Protest on

~a column by Colleen O’Brien

Below is a poem written in 1914 that pertains to 2017.


by Ella Wheeler Wilcox

To sin by silence, when we should protest,

Makes cowards out of men. The human race
Has climbed on protest. Had no voice been raised
Against injustice, ignorance, and lust,
The inquisition yet would serve the law,
And guillotines decide our least disputes.
The few who dare, must speak and speak again
To right the wrongs of many. Speech, thank God,
No vested power in this great day and land
Can gag or throttle. Press and voice may cry
Loud disapproval of existing ills;
May criticize oppression and condemn
The lawlessness of wealth-protecting laws
That let the children and child bearers toil
To purchase ease for idle millionaires.

Therefore I do protest against the boast
Of independence in this mighty land.
Call no chain strong, which holds one rusted link.
Call no land free, that holds one fettered slave.
Until the manacled slim wrists of babes
Are loosed to toss in childish sport and glee,
Until the mother bears no burden, save
The precious one beneath her heart, until
God’s soil is rescued from the clutch of greed
And given back to labor, let no man
Call this the land of freedom.

Ella Wheeler Cox, a poet whose writings lived long beyond her 70 years. It would be heartening if this particular poem, “Protest,” were not timeless and pertinent –

There is still child labor – UNICEF estimates that today 168 million kids between the ages of five and 17 are put to work in factories, on farms and selling goods or themselves on street corners across the world. [Under the first article of the 1990 convention of the International Labour Organization, a child is defined as “every human being below the age of 18 years….” And under their 28th article they ask States of the world “to make primary education compulsory and available free to all.” A total of 195 countries signed this, with two – Somalia and the United States – not signing it.]
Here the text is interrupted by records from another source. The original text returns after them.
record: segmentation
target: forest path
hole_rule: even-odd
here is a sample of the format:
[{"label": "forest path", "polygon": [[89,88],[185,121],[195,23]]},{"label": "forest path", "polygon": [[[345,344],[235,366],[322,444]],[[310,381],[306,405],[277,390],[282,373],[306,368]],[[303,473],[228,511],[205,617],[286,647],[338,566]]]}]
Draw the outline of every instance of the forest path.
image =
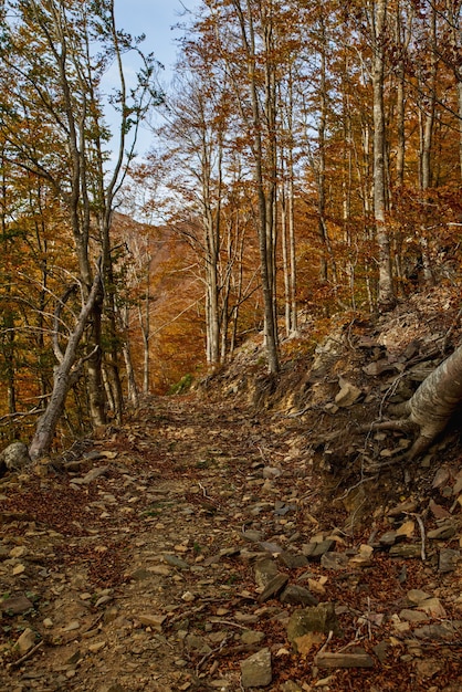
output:
[{"label": "forest path", "polygon": [[[360,548],[372,527],[343,531],[305,429],[227,401],[157,398],[75,445],[63,469],[4,478],[0,689],[462,689],[461,563],[441,573],[416,553]],[[393,516],[405,545],[418,543],[409,514]],[[460,523],[445,521],[451,551]],[[294,614],[316,600],[335,604],[342,631],[291,644]],[[324,644],[371,668],[314,665]]]}]

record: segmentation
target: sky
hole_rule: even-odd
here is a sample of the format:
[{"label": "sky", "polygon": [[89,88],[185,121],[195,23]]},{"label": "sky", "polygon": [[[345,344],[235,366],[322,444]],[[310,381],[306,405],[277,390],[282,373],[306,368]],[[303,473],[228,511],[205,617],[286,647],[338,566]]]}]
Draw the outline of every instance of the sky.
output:
[{"label": "sky", "polygon": [[[159,70],[158,82],[161,88],[166,91],[168,91],[174,76],[174,66],[179,50],[178,40],[182,35],[178,25],[188,22],[190,11],[199,3],[200,0],[115,0],[117,28],[135,36],[146,35],[141,50],[144,53],[154,53],[156,60],[164,65],[165,69]],[[129,56],[125,57],[125,67],[129,82],[132,70]],[[139,63],[136,67],[139,67]],[[109,87],[111,81],[111,74],[108,74],[106,84]],[[115,84],[118,85],[118,81]],[[111,125],[112,114],[109,112],[107,118]],[[116,123],[118,124],[118,119]],[[141,127],[136,147],[137,153],[143,156],[149,150],[151,144],[153,133],[150,128],[148,126]]]},{"label": "sky", "polygon": [[[116,24],[134,35],[146,34],[144,51],[154,53],[165,65],[161,81],[171,78],[181,30],[177,27],[188,20],[188,11],[199,0],[115,0]],[[177,27],[177,28],[176,28]]]}]

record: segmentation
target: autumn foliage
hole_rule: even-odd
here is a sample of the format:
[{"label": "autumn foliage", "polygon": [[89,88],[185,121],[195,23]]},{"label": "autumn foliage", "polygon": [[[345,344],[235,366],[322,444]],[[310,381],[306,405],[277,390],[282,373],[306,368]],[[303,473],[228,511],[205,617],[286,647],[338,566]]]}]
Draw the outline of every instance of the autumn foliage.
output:
[{"label": "autumn foliage", "polygon": [[[99,87],[118,34],[86,23],[91,2],[42,4],[41,24],[34,2],[0,10],[4,440],[28,437],[46,406],[56,345],[73,333],[98,258],[101,295],[57,443],[94,426],[96,405],[119,416],[118,389],[125,406],[166,392],[231,359],[250,334],[264,332],[276,374],[301,314],[370,313],[459,283],[461,2],[203,1],[171,92],[149,102],[161,120],[151,153],[118,159],[123,175],[108,188],[114,139]],[[101,4],[108,18],[113,3]],[[61,46],[76,36],[90,46],[96,31],[107,52],[53,55],[50,18],[67,31]],[[129,42],[118,40],[123,60]],[[138,85],[154,83],[146,69]],[[81,90],[72,103],[66,84]],[[122,93],[113,101],[127,134],[150,112]],[[84,124],[76,158],[71,122]],[[124,213],[114,213],[120,202]]]}]

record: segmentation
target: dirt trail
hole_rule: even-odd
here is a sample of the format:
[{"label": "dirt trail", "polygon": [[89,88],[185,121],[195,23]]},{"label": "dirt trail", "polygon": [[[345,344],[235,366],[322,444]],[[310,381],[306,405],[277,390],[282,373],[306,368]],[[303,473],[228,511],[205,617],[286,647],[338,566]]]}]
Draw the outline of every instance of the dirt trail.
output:
[{"label": "dirt trail", "polygon": [[[270,691],[321,680],[334,692],[460,690],[460,565],[442,575],[434,560],[381,551],[347,562],[372,526],[343,531],[346,513],[323,499],[305,429],[225,401],[159,398],[106,439],[76,445],[62,468],[4,478],[0,689],[239,691],[252,689],[242,661],[265,649]],[[304,557],[327,538],[329,554],[345,557],[339,569]],[[335,604],[342,633],[296,652],[287,626],[303,598],[262,599],[263,562]],[[419,611],[412,589],[438,604],[406,619],[407,607]],[[438,630],[447,622],[450,635]],[[418,626],[437,629],[419,638]],[[314,665],[324,646],[353,644],[372,657],[370,670]]]}]

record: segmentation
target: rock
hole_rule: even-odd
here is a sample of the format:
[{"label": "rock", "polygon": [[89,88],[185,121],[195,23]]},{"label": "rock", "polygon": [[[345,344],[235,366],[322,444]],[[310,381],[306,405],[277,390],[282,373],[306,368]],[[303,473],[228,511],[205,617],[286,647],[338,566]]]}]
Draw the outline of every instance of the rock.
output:
[{"label": "rock", "polygon": [[374,659],[367,653],[318,653],[314,659],[318,668],[374,668]]},{"label": "rock", "polygon": [[146,625],[146,627],[150,627],[158,632],[162,630],[162,625],[166,621],[165,615],[140,615],[138,616],[138,620],[141,625]]},{"label": "rock", "polygon": [[308,559],[319,560],[321,557],[328,551],[332,551],[334,546],[335,541],[332,538],[326,538],[326,541],[321,542],[312,541],[311,543],[302,546],[302,553]]},{"label": "rock", "polygon": [[412,538],[416,531],[416,522],[408,520],[397,530],[397,537]]},{"label": "rock", "polygon": [[413,606],[420,606],[421,602],[431,598],[430,594],[422,591],[421,589],[411,589],[406,594],[406,598]]},{"label": "rock", "polygon": [[188,651],[197,651],[202,656],[208,656],[212,651],[207,641],[197,635],[187,635],[185,638],[185,646]]},{"label": "rock", "polygon": [[433,514],[434,518],[447,518],[450,517],[451,514],[448,510],[444,510],[440,504],[437,504],[434,500],[430,500],[429,502],[430,512]]},{"label": "rock", "polygon": [[438,528],[429,531],[427,537],[431,541],[449,541],[455,536],[456,526],[453,522],[443,522]]},{"label": "rock", "polygon": [[293,680],[287,680],[287,682],[284,682],[284,684],[281,685],[281,690],[282,692],[303,692],[302,688],[297,685],[297,683]]},{"label": "rock", "polygon": [[283,552],[283,548],[277,543],[271,543],[269,541],[261,541],[259,543],[259,547],[266,553],[271,553],[272,555]]},{"label": "rock", "polygon": [[23,442],[12,442],[0,452],[0,469],[4,465],[7,471],[20,471],[29,463],[31,463],[31,458]]},{"label": "rock", "polygon": [[348,566],[348,555],[345,553],[325,553],[321,558],[324,569],[346,569]]},{"label": "rock", "polygon": [[295,610],[288,621],[287,639],[296,648],[296,640],[308,632],[328,635],[330,631],[336,636],[340,635],[334,604],[325,602],[316,607]]},{"label": "rock", "polygon": [[265,600],[270,600],[270,598],[274,598],[277,596],[280,591],[287,584],[288,577],[285,574],[277,574],[271,581],[269,581],[263,589],[263,591],[259,596],[259,602],[263,604]]},{"label": "rock", "polygon": [[277,576],[277,565],[273,559],[263,558],[255,563],[254,567],[256,586],[264,589],[275,576]]},{"label": "rock", "polygon": [[372,553],[374,548],[371,545],[360,545],[359,553],[357,555],[354,555],[348,560],[348,564],[351,567],[368,567],[371,564]]},{"label": "rock", "polygon": [[390,644],[388,641],[385,641],[385,640],[380,641],[378,644],[374,647],[372,649],[374,653],[376,654],[380,663],[385,663],[385,661],[387,660],[389,649],[390,649]]},{"label": "rock", "polygon": [[421,610],[411,610],[409,608],[403,608],[399,617],[401,620],[407,620],[408,622],[422,622],[422,620],[428,620],[428,616]]},{"label": "rock", "polygon": [[442,607],[439,598],[427,598],[419,604],[418,608],[419,610],[423,610],[423,612],[427,612],[427,615],[431,616],[432,618],[447,617],[445,610]]},{"label": "rock", "polygon": [[462,557],[461,551],[454,551],[452,548],[443,548],[440,551],[440,560],[438,569],[445,574],[448,572],[454,572],[459,560]]},{"label": "rock", "polygon": [[408,559],[412,557],[421,557],[421,555],[422,546],[414,543],[392,545],[390,548],[391,557],[402,557]]},{"label": "rock", "polygon": [[287,586],[280,596],[282,604],[290,604],[292,606],[317,606],[318,600],[303,586]]},{"label": "rock", "polygon": [[259,543],[263,537],[261,531],[254,531],[253,528],[250,528],[249,531],[243,531],[241,535],[243,539],[249,541],[249,543]]},{"label": "rock", "polygon": [[90,485],[92,481],[95,481],[101,475],[106,475],[109,466],[97,466],[96,469],[92,469],[81,479],[73,479],[72,482],[74,485]]},{"label": "rock", "polygon": [[168,565],[177,567],[177,569],[189,569],[188,563],[176,555],[164,555],[164,559]]},{"label": "rock", "polygon": [[443,668],[443,661],[437,659],[422,659],[416,663],[416,671],[419,678],[434,678]]},{"label": "rock", "polygon": [[335,402],[342,408],[353,406],[363,395],[363,391],[358,387],[355,387],[355,385],[344,380],[342,377],[339,378],[339,385],[342,389],[335,397]]},{"label": "rock", "polygon": [[0,610],[4,615],[21,615],[27,610],[33,608],[33,602],[29,600],[23,594],[20,596],[10,596],[4,600],[0,600]]},{"label": "rock", "polygon": [[19,652],[24,656],[24,653],[28,653],[28,651],[35,646],[35,632],[28,627],[14,646],[18,648]]},{"label": "rock", "polygon": [[385,547],[389,547],[396,543],[396,539],[397,539],[397,532],[387,531],[385,534],[380,536],[379,543],[380,545],[384,545]]},{"label": "rock", "polygon": [[460,635],[452,622],[442,622],[441,625],[424,625],[413,630],[419,639],[432,639],[437,641],[452,639],[455,635]]},{"label": "rock", "polygon": [[263,639],[265,638],[265,633],[261,632],[259,630],[251,630],[248,629],[245,631],[242,632],[241,635],[241,641],[244,644],[260,644],[262,643]]},{"label": "rock", "polygon": [[262,649],[241,661],[241,684],[248,688],[265,688],[273,680],[270,649]]},{"label": "rock", "polygon": [[276,466],[264,466],[262,474],[264,479],[277,479],[282,471]]},{"label": "rock", "polygon": [[307,558],[301,553],[290,553],[288,551],[283,551],[277,556],[277,559],[282,562],[285,567],[288,569],[297,569],[298,567],[306,567],[308,564]]},{"label": "rock", "polygon": [[391,517],[396,517],[396,516],[400,516],[401,514],[407,514],[408,512],[416,512],[416,510],[417,510],[416,500],[407,500],[406,502],[401,502],[400,504],[389,510],[387,512],[387,515]]}]

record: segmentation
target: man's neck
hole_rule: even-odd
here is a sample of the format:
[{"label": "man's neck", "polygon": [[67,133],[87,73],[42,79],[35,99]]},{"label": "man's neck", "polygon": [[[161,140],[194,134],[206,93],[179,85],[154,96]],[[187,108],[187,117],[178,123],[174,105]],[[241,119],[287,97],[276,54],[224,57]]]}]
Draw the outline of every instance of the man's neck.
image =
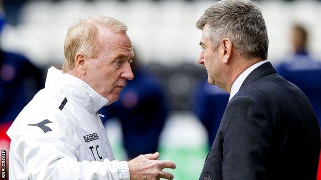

There is still greed [“…until God’s soil is rescued from the clutch of greed/and given back to labor, let no man/call this the land of freedom.”] How the world, let alone the U.S., rids itself of greed is an old question, greed having thrived since the beginning of the recorded history of we homo sapiens and continuing as the biggest contributor to discontent and lack of progress in human relations; it encompasses all ills.

There is still “the lawlessness of wealth-protecting laws…/To purchase ease for idle millionaires.” And as I write, a few regulations put in place to protect all of us from overreach of Wall Street are being undermined by our new Wall Street, located now on Pennsylvania Avenue; and there looms a fresh attack of under-reach in environmental protection.

There is still “…sin by silence/when we should protest” but “The few who dare, must speak and speak again/To right the wrongs of many.” And so we do, and not so few any longer: the people of the world, if not their representatives in governments, are doing a pretty good job of protesting just about everything. This is such a good sign, however disruptive it looks from those on the top of the heap. We are not cowardly, we are part of the “climbing” of the human race away from injustice, to what President Obama said more than once: “The arc of the moral universe is long, but it bends toward justice.” [Martin Luther King also said it, and 19th-century orator Theodor Parker made it up.]

There is still “Speech, thank God,/No vested power in this great day and land/Can gag or throttle.” Someone’s trying to gag and throttle, but it appears to be making the press rise up again and again to ask the next question.

It is people like Ella Wheeler Wilcox, she who did not “sin by silence,” who helped to bring us to today; in the U.S. to an era of only one percent child labor and a time when a growing number of just plain folks are engaging in politics, questioning laws that benefit the wealthy, organizing to convince the greedy that we’re on to them, protesting for increased protection of our water and air no matter who wants to undermine this, demanding equal education for all and healthcare on a par with the rest of the fat world (as opposed to the lean world, which sometimes has better stats than we do; for example, according to the World Health Organization, the U.S. is #5 in deaths of under-one-year-olds (5.8 per 1,000), higher than Cuba’s (4.5 per).

Ella Wheeler Wilcox, a wise woman, an honest sort, full of words timely then and timely now, 103 years later. I like Ella for her courage. She didn’t even have the vote yet.